28 Kasım 2011 Pazartesi

Bir Küfürbazın Günlüğü 2

 Yine saat 8.00 olmuş, alarm ısrarla ve acı acı çalmaktaydı. Çok da acı acı sayılmaz aslında dünyanın en eğlenceli şarkıları arasına girmek için aday olabilecek kadar sevimli olan ''hit the road jack'' parçası çalıyordu ama nafile, sabah uyanmak Küfürgül* için tam bir işkenceydi. Alarm çaldı çaldı çaldı... Ve beklenen oldu ''Vay aq. ne çabuk sabah oldu?! Daha yeni dalmıştım be rüyanın en güzel yerinde de yapılmaz ki bu aq. Ben bu okulun da bu saate ders koyanın da erken saatte olan bütün derslerden kalıp onu tekrar alan aklımı da taaaa....'' diye devam eden küfürler silsilesi evi bangır bangır inleterek alarm susturuldu. Kimse bu gürültüye aldırmadı; çünkü bu günün normal gidişatında olduğuna dair bir işaretti, gün her zaman ki gibiydi.

 Rutin bozulmadı; bin türlü küfürle yatağından çıktı, tuvalete gitti, elini yüzünü yıkadı, üstüne ne bulduysa giydi, her zaman fit kalmasını borçlu olduğu(!) spesh k'sını yedi ve yola koyuldu. Hava çok soğuktu lan, bildiğin bokunu donduracak cinsten bir soğuk. ''Okumak için bu şehri seçen aklıma da sıçayım!'' dedi ve okula doğru yürümeye devam etti.

 Küfürgül'ün o arkadaşıyla yaşadığı ilginç küfürsüz birkaç saat olayının üstünden tam tamına 2 ay 3 gün 5 saat 32 dakika geçmişti.

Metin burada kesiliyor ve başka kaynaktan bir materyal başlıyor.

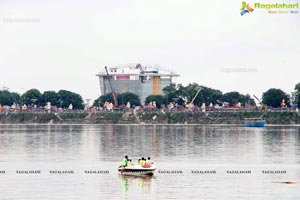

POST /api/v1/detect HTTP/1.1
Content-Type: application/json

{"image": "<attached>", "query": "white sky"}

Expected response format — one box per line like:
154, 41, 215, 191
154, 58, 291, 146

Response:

O olaydan sonra hayat hiç olmadığı kadar daha küfürlüydü, zincirleme küfürlere yenileri eklenmiş, küfür dağarcığını dallanıp budaklandırmıştı. Artık gereksiz tekrarlar da yoktu, bir ettiği küfürü bir konuşma içinde tekrar söylememek için geliştirmişti kendini. Küfür onun için artık cümleleri birbirine bağlamaya yarayan bir bağlaçtan farksızdı, küfür her kelimenin sonunda anlamı pekiştirsin, olayı daha akıcı kılsın diye kullanmaya başlamıştı. O artık tam anlamıyla bir küfürbazdı, o amacına ulaşmış bir savaşçıydı!

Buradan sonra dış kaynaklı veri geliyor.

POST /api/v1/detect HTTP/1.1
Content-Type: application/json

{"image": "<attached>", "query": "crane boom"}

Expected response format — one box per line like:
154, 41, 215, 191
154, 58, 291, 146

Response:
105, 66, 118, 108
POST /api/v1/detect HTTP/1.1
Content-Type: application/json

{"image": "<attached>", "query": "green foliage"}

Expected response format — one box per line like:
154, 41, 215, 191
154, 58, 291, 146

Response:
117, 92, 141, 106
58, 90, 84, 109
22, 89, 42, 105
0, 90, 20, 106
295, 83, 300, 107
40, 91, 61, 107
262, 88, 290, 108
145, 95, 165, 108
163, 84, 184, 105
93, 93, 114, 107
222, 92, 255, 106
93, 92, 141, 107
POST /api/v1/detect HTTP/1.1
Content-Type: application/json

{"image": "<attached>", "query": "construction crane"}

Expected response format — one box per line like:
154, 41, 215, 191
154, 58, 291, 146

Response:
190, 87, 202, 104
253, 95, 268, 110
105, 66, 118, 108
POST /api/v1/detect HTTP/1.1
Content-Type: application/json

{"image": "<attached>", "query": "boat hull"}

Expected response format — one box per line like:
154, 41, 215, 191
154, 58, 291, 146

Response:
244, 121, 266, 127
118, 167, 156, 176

 Yine bu sıradan günlerden biriydi, saat yine 8.00de çaldı, hava yine çok soğuktu... Amma bir şeyler eksikti, bir tatsızlık, bir renksizlik vardı. Bu renksizliği sebebini bulmak Küfürgül'ün arkadaşları için hiç de zor olmadı, etraf fazla sessizdi borazan gibi sesiyle ota bokan karışan sürekli küfür eden bir şey eksikti... Olamazdı! Yine mi o gün gelmişti?

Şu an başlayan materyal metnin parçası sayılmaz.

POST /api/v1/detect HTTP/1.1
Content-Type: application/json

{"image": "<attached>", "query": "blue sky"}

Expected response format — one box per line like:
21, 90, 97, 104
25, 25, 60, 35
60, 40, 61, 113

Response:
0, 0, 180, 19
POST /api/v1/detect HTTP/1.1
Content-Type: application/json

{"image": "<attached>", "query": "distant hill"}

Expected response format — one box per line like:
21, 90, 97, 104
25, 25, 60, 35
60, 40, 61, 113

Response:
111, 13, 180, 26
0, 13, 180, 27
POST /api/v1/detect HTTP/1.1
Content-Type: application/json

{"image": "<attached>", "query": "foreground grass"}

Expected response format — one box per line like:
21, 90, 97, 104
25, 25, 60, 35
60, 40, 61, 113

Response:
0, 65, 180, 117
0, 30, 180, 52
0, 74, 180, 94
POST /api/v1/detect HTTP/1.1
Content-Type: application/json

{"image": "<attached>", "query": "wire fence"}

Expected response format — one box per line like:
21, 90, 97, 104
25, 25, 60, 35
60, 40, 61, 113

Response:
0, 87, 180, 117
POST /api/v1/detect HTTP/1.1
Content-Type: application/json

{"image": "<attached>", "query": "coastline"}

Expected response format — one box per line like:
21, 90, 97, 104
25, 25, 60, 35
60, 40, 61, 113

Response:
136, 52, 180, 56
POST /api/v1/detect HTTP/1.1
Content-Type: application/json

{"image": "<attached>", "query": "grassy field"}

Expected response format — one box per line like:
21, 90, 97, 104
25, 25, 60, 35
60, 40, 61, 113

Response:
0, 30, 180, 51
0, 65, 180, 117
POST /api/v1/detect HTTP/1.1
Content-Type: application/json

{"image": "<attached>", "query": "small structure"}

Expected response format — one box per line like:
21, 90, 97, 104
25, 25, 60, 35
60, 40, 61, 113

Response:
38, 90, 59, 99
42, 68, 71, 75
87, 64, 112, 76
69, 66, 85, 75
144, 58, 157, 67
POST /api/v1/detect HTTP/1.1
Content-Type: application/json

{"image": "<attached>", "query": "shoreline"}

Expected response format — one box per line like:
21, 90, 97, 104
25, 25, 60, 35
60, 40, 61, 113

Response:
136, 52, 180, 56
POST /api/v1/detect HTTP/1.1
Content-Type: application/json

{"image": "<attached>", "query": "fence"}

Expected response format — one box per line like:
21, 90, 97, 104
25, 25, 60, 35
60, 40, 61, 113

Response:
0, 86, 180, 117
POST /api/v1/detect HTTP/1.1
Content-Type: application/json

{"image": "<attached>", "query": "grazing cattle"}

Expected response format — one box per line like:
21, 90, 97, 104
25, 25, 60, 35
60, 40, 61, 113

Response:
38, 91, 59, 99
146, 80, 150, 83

 Saat 18.00 olmuştu ve Küfürgül'ün ağzından tek bir küfür bile çıkmamıştı gün boyu arkadaşlarıyla beraberlerdi ama yok yani içine bir istanbul hanımefendisi kaçmıştı. Ricalar, teşekkürler havada uçuşuyordu... İbrahim Tatlıses ''o eski halinden eser yok şimdi'' sözlerini resmen onun için yazmış gibiydi. Hayat böyle çok sıkıcıydı be herkes için Küfürgül bile kendinden sıkılmıştı fakat elinden hiç bir şey gelmiyordu sanki ruhunu bir fransız asilzadesi, bir istanbul hanımefendisi ele geçirmiş onu o konuşturuyordu ve o buna engel olamıyordu. Gündüzler geceleri kovaladı fakat hiç bir değişik yoktu hep aynı kibarlıktan kırılan Küfürgül. Uzunca bir zaman arkadaşları bu durumun düzelmesini beklediler ama artık bekleme değil harekete geçme vakti olduğunu düşünüp bu işe al atmaya karar verdiler. Ve Küfürgül'ü bu bataktan çıkarmak için kollar sıvanmıştı!
  ...

 *Küfürbaz kızımız için uydurulmuş saçma salak isim.

18 Kasım 2011 Cuma

Hoşgeldin gerginlik, ne zamandır yoktun yahu özlettin vallahi. Gel gel otur bi' çay koyayım.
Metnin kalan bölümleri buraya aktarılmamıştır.